Clouds
Legendary Demo
6.9
Some folks may show interest in this record based purely on the fact that it’s the latest project from one-time Cave In laborer, Adam McGrath. Such was not the case for me, however. I chose to review Legendary Demo because the cover looked neat and I’m interested in Hydra Head Records. In fact, not only have I never heard Cave In, I’ve never actually heard a single metalcore album in its entirety. Possibly a bit strange, but true nonetheless. So, after discovering McGrath’s background, I was admittedly a bit nervous that my (mildly) impressive streak would finally come to an end. Ahhhh, but if you were to cup your ear to the wind, friends, you might actually be able to pick up the faint celebratory shouts from all four of my remaining brain cells, for Clouds has about as much to do with metalcore as it does klezmer.

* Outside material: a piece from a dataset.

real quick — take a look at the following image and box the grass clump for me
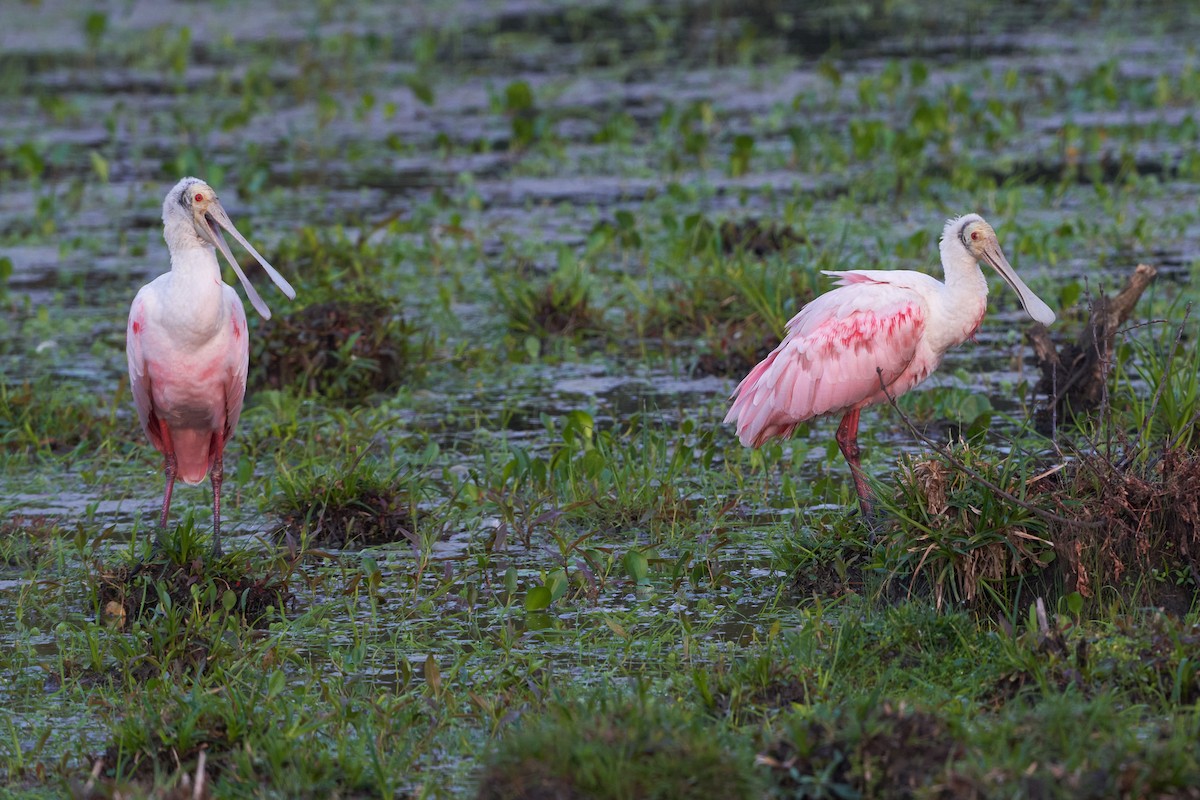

Less than half of the Legendary Demo playing time is testicle-kicking rock and roll. That may not sound like much of an accomplishment on the surface, but it’s actually fairly forgivable once you realize the last song is an unbelievably skippable 20-minute jaunt into mind-numbingly insipid dub (seriously, I don’t think I’ve heard a more unfortunate end to a record since the Supersuckers, “Razzmanazz”, but at least that was funny). Apart from this arrant flub, and the slightly prolonged funkishness of the last 4-minutes of the song preceding it, this record actually rips and tears with some pretty goll-darned fierce rock & roll.
“New Amnesia” and “Pressure” kick things off with an obvious nod towards classic rip-roarin’ hard rock akin to The Stooges, MC5, Blue Cheer, and any number of other old bands you’d likely see printed on vintage shirts stretched over the scrawniness of your local hipster douchebag troupe. Both tunes are loud, gruff, and feature sharp, catchy guitar licks swaddled in a whole mess of hollerin’, and definitely sound as if they’d whip serious ass when blasted forth from a live setting. “Live It for Now”, “Party Grunge”, and “Guardian’s Eyes” abandon a bit of the rockin’ element in favor of a more classic grunge sound, but not of the hackneyed Candlebox variety; more along the punkish lines of Louder Than Love, Bleach, and Mudhoney, mixed with a nice scoop of Hellacopters or even early QOTSA for good measure. The shining point of the record hits with “Mountain Jim”, a cut that starts off slow, smoky and southern, with an almost Robin Trower flavor before heading off to a fat, greasy romp that’s smothered with McGrath’s strangely Ian Astbury-like crooning in the backdrop. But as I mentioned earlier, things plummet after the first minute and a half of the seventh song, “Magic Hater”, and really, really ‘cave in’ (yes! high-five!) with the terribly extensive, saxophone-soaked “Quartulli Dub”.
Is this record worth floating $10 towards Hydra Head’s direction? Well, let me put it to you this way: Legendary Demo concisely delivers 16-minutes of the kind of solid, brash rock ‘n grunge fury that could easily whip any party into the kind of blowout that features wasted folks flailing about with empty twelve packs on their heads, but you damn-well better be sober enough to make a quick switch by the time the last tune wafts across the speakers.